[Python-Dev] PEP 460 reboot (original) (raw)

Wed Jan 15 11:57:16 CET 2014

(1)  We should be reluctant to strengthen the
     "its really just ASCII" messages.
(2)  It *may* be worth creating a virtual
     split in the documentation.
Look at the structure of the bytes.  If that structure is "text",
convert to str using .decode().  Please don't use bytes.

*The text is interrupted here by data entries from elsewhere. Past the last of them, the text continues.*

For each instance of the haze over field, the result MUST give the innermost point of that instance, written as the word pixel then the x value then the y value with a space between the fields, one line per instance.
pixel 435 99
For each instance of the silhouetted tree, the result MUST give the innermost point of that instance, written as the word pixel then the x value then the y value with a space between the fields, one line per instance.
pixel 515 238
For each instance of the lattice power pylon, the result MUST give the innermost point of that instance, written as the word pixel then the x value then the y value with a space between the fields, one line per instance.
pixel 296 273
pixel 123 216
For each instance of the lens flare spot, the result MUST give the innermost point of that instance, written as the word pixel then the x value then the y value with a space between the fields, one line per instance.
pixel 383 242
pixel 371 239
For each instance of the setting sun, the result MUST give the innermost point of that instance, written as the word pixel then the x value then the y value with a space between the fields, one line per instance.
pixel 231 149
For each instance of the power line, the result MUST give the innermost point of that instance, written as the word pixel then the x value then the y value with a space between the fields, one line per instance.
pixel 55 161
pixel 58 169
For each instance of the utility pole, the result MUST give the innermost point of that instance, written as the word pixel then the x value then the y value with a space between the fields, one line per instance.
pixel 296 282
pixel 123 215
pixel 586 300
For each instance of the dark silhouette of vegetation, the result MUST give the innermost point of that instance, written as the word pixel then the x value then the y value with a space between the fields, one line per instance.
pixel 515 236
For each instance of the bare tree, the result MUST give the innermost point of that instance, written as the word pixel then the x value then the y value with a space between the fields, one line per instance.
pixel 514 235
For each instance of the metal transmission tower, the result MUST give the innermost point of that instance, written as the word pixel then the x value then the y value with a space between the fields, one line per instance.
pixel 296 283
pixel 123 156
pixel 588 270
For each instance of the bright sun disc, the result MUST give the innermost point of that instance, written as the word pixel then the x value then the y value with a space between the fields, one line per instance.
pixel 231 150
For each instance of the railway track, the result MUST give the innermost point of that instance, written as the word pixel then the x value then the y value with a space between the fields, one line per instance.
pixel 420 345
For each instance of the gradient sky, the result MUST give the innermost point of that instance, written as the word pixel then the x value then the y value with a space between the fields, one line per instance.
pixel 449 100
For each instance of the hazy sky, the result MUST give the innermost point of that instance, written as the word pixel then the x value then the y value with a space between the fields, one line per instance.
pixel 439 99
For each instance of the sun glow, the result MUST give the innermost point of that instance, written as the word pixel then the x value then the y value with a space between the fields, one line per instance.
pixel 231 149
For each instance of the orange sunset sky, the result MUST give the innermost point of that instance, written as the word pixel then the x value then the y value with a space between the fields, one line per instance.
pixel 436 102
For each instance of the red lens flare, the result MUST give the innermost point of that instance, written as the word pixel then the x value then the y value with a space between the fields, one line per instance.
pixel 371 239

If that structure isn't text, you're in a specialist domain, and
it's your problem.  Many structured uses of bytes use ASCII-
encoded keywords: we provide bytes methods for handling them, but
you *must* be aware that these methods *cannot* distinguish "bytes
representing text encoded as ASCII" from "any old bytes".  Be
warned: They will happily -- and silently -- corrupt the latter.
Make sure you respect the higher-level structure of your data when
using them.
Virtual subclass ASCIIStructuredBytes
====================================

One particularly common use of bytes is to represent
the contents of a file, or of a network message.  In
these cases, the bytes will often represent Text
*in a specific encoding* and that encoding will usually
be a superset of ASCII.  Rather than create and support
an ASCIIStructuredBytes subclass, Python simply added
support for these use cases straight to Bytes objects,
and assumes that this support simply won't be used when
when it does not make sense. For example, bytes literals
*could* be used to construct a sound sample, but the
literals will be far easier to read when they are used
to represent (encoded) ASCII text, such as "OPEN".